Falsche Ängste: Warnung vor einem "Ausverkauf" Europas an China ist Unfug

Die Nachricht, dass europäische Regierungen um Geld aus China werben, lässt die Meinungsmacher des Boulevards aufschreien. Sicher, Europa macht sich abhängig - China aber auch.

Erst ein Jahr ist es her, da priesen Wirtschaftsführer in Europa und Amerika die chinesische Regierung als Retter in höchster Not. Nachdem die westliche Finanzindustrie die schlimmste Rezession der Nachkriegsgeschichte verursacht hatte, waren es Chinas Wirtschaftslenker, die mit dem größten je aufgelegten Konjunkturprogramm weltweit die Nachfrage ankurbelten und damit die Krisenstaaten vor dem Schlimmsten bewahrten.
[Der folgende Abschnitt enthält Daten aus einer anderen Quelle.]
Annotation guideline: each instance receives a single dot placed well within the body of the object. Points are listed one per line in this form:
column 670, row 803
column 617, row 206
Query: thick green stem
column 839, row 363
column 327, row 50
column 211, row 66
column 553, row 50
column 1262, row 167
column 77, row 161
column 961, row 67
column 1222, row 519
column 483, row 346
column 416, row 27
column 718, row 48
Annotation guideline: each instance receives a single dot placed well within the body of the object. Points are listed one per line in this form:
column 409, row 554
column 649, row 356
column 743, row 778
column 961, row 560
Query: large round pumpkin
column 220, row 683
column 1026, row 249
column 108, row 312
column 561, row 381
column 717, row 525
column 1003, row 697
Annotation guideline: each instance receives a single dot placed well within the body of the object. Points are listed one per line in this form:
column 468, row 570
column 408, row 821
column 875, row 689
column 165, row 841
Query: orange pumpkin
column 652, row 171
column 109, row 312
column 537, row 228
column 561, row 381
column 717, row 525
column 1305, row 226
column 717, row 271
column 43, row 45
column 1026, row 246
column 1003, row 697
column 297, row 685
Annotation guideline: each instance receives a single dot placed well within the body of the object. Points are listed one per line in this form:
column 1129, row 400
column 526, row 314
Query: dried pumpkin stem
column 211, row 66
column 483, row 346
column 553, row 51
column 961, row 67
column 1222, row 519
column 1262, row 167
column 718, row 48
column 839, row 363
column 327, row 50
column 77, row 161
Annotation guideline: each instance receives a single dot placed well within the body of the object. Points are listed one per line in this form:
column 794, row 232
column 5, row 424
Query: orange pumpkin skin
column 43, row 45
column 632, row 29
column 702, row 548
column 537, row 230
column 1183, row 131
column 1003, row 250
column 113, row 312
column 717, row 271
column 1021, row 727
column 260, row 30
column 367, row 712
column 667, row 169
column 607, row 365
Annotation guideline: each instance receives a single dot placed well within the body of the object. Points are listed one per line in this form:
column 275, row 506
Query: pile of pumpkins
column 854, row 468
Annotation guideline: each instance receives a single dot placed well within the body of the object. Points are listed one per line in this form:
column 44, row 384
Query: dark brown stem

Insbesondere der deutschen Industrie bescherte der China-Boom eine Sonderkonjunktur und ließ die Folgen der Krise hierzulande glimpflich ausfallen.

Aber nun, da die Regierungen der Eurozone bei Chinas Wirtschaftslenkern um Kredithilfe bei der Bewältigung ihres Schuldendebakels werben, gilt die chinesische Wirtschaftsmacht vielen Zeitgenossen plötzlich als Bedrohung. Es drohe ein Ausverkauf Europas an China, warnen uns die Meinungsmacher des Boulevards. Hans-Werner Sinn, Deutschlands letzter Nationalökonom, verstieg sich gar zu der Behauptung, die mögliche Beteiligung der chinesischen Zentralbank am Euro-Rettungsfonds mache die EU „politisch abhängig“ und verschaffe den Chinesen „ein Einfallstor für ihre Waren“.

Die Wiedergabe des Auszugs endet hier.